ReaDDy – The Library for Reaction Diffusion Dynamics
ReaDDy Logo Simulation:
The logo simulation mimicks a population growth process that frequently occurs in biology, e.g. bacteria colony growth. Sometimes, this growth process is subjected to spatial constraints, e.g. nutrients and bacteria are separated by a barrier. There are three different particle types, referring to that biological model:
- Type 1, the red “logo particles“, serve as the spatial barriers. They have been given an attraction potential between them and start in a position that resembles the ReaDDy logo.
- Type 2, the white “nutrient generators“. They can switch between a white ‘off‘ and an to a green an ‘on‘ state in which they can generate small “nutrient” particles.
- Type 3, the light blue “bacterium” particles. Bacterium particles can consume “nutrients”. This changes their state and appearance. The more “nutrients” they consume, the larger they become. First, after 2 consumed “nutrient” particles, they become blue colored “bacteria lvl 2“, after 5, violet colored “bacteria lvl 3” and after 7, large, purple “bacteria lvl 4“. When a 10th “nutrient” is consumed, the “level 4 bacteria” split up into four new small level 0 bacteria and the cycle starts again.
It is visible during the time course of the simulation, that the spatial distribution of the particles, their crowding inducing occurrence in masses as well as spatial constraints like barriers influence the growth of the bacteria population dramatically. What is true for this simplified example is ubiquitous not only in molecular and cellular biology but in multiple other fields.
ReaDDy has been designed to fit the modeling requirements of such processes: Particle (or agent) based reaction diffusion systems in which particle-particle interactions play an important role and where the systems are subjected to crowding or spatial constraints.

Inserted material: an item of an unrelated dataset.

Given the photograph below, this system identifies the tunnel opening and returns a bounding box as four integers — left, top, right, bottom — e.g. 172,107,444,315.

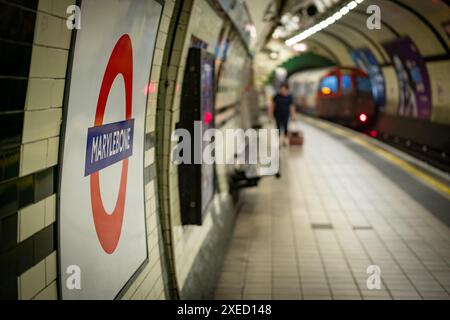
285,64,378,131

The ReaDDy Logo simulation has been simulated with ReaDDy version 1.0 . Despite the biological model described above, the lengh-scales used in the simulation are derived from a molecular scale in the nanometer range, rather than from a micrometer range that would resemble the bacteria scenario. The qualitative observations about the capabilities of ReaDDy should not be affected by that. The simulation is done on a 2D plane of 1000×500 nm. In the beginning, it consists of 455 particles, diffusing with different diffusion constants, e.g. the slow “logo particles” diffuse at 0.2 µm²/s, the fast “nutrient” particles diffuse at 10 µm²/s. All particle types have different sizes. These are enforced by particle repulsion potentials that act between all particles and prevent particle-particle overlaps. In total the simulation consists of 500 000 timesteps of length 1ns and took about 5 hours to compute on a single core.